The federal government expects as many as 9 million Americans will receive a total of $1.4 billion in rebates starting in 2012, the health department said in its statement.

“These new rules are an important step to hold insurance companies accountable and increase value for consumers,” U.S. Health Secretary Kathleen Sebelius said at a Washington press conference announcing the rules.

The regulations require health insurers to spend at least 80 percent of premium revenue on patient care for small and individual plans, and 85 percent for large plans. Health insurers have lobbied the federal government to make the definition of “patient care” as broad as possible, to deduct taxes from the calculation, and to create waivers in cases where the rules would disrupt the insurance market.

America’s Health Insurance Plans, the industry’s Washington-based trade group, praised the “substantive, collaborative process” that produced the spending rule.

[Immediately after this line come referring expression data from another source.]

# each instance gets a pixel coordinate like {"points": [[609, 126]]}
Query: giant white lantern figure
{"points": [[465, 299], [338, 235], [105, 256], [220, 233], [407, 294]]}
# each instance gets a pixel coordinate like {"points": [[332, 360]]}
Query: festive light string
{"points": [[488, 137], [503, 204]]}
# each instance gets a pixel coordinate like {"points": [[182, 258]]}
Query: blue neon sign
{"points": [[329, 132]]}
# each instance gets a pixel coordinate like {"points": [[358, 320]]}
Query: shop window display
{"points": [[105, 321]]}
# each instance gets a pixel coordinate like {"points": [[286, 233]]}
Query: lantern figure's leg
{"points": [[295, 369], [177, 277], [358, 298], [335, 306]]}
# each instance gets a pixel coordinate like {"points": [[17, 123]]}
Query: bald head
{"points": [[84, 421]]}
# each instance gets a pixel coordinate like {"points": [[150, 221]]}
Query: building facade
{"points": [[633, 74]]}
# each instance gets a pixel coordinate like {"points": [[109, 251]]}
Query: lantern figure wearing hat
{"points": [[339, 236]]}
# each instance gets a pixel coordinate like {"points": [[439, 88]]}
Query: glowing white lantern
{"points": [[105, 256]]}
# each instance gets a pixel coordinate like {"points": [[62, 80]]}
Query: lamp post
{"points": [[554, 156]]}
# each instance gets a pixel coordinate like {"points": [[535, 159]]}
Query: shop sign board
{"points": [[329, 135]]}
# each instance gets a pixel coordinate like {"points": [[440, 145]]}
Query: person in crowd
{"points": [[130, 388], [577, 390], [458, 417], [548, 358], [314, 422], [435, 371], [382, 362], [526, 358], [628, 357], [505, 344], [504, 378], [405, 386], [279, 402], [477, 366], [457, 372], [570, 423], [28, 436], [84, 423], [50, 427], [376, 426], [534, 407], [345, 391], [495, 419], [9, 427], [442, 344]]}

“These regulations acknowledge the potential for individual insurance market disruption and take a first step toward minimizing such disruptions,” Karen Ignagni, the group’s president, said in the statement.

Sebelius mostly kept to the spending rule recommended last month by the National Association of Insurance Commissioners, a group of state regulators, said Shove, the BMO analyst. The federal rule exempts expatriate insurance plans and so-called mini-med policies that employers offer to part-time and low-wage workers. Both decisions should benefit Aetna Inc. of Hartford, Conn., and Philadelphia-based Cigna Corp., Shove said.

The top six for-profit insurers, led by WellPoint and UnitedHealth Group Inc. of Minnetonka, Minn., will probably spend about $655 million in rebates for next year’s coverage, said Borsch, the Goldman Sachs analyst in New York. If federal taxes weren’t included in the formula, the rebates would have been $1.36 billion, Borsch estimated, based on 2010 spending patterns.

Tyler Mason, a UnitedHealth spokesman, referred questions to the industry group. The stock rose 46 cents, or 1.3 percent, to $36.46.

Kristin Binns, a WellPoint spokeswoman, also referred questions to the insurance group.

The law will expand coverage to 32 million uninsured people, according to the Congressional Budget Office. It also limits insurer practices such as excluding from health coverage those with pre-existing medical conditions.

The administration gave insurers leeway on federal taxes as congressional Democrats argued that lawmakers hadn’t intended to do so. In an Aug. 10 letter to the state commissioners group, the chairmen of six congressional committees said they meant the law to omit only the insurance taxes created under the bill, not payroll or income levies.

The legislation says the medical ratio should be calculated “excluding federal and state taxes.”